Pat Lind (left) and Dr Kingsley Stevens (right) demonstrating recombination of viruses to His Royal Highness Prince Philip, Duke of Edinburgh, while on a visit to the institute in 1954.
In 1949, Macfarlane Burnet and research assistant Patricia Lind become the first researchers to show that flu viruses can exchange genetic material and create new strains.1 This helps to explain how pandemic flu viruses emerge.
Scientists already knew that flu viruses changed – and that vaccines could fail because of this – but they didn’t understand how they changed.
Burnet and Lind use strains of Influenza A sub-types NWS and MEL to infect a cell and find among the virus progeny recombinants with traits of each of the parent strains. These hybrid strains are the first animal viruses ever knowingly produced2
Burnet was “greatly excited” by the result at the time3 The institute produced more than 40 papers around the topic but the research didn’t go anywhere. Burnet abandoned it in 1957 as he switched the institute’s focus to immunology.
The discovery of the ‘recombination’ or ‘reassortment’ of flu strains did, however, provide a standard procedure in many virus laboratories, and acted as a signal to the world that a new approach to flu was needed.

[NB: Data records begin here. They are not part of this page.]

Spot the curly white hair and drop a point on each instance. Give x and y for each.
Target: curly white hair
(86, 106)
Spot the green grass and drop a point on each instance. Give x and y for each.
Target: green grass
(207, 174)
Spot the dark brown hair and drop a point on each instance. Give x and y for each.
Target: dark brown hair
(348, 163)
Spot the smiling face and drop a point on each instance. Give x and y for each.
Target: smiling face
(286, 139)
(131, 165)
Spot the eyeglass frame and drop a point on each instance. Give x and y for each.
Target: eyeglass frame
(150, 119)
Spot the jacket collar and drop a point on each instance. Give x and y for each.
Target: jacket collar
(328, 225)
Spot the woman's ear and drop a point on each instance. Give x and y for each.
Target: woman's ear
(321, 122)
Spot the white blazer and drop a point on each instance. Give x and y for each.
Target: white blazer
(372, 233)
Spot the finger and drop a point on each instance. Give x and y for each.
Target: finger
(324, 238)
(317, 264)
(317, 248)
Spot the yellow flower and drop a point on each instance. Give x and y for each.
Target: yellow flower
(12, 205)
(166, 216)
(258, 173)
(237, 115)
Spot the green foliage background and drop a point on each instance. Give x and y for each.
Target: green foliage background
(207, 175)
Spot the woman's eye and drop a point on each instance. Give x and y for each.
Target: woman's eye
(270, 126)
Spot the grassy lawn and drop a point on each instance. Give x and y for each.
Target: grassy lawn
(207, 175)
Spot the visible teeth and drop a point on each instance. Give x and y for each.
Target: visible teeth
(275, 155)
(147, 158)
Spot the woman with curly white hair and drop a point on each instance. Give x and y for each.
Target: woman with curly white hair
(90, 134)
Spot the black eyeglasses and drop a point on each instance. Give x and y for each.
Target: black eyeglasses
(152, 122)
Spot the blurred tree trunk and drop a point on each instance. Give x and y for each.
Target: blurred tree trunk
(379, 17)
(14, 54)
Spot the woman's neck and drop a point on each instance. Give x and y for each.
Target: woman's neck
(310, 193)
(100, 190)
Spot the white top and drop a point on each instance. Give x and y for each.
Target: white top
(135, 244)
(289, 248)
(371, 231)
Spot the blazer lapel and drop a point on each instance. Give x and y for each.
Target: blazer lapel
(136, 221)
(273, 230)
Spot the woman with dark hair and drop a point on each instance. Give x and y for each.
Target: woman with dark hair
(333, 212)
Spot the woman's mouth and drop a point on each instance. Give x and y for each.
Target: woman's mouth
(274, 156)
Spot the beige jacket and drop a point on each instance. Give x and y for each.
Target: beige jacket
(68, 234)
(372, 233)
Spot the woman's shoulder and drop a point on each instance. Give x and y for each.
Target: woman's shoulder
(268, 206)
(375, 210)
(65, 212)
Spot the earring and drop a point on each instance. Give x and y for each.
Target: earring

1Burnet, F. M. and Lind, P. E., ‘Recombination of characters between two influenza virus strains’, Australian Journal of Science, vol. 12, p. 109, (1949).
2Burnet F.M., Walter and Eliza Hall Institute 1915-1965, Melbourne University Press, (1971), p124.
3Burnet, Sir Macfarlane, Changing Patterns: An Atypical Autobiography, William Heinemann, (1968), p139.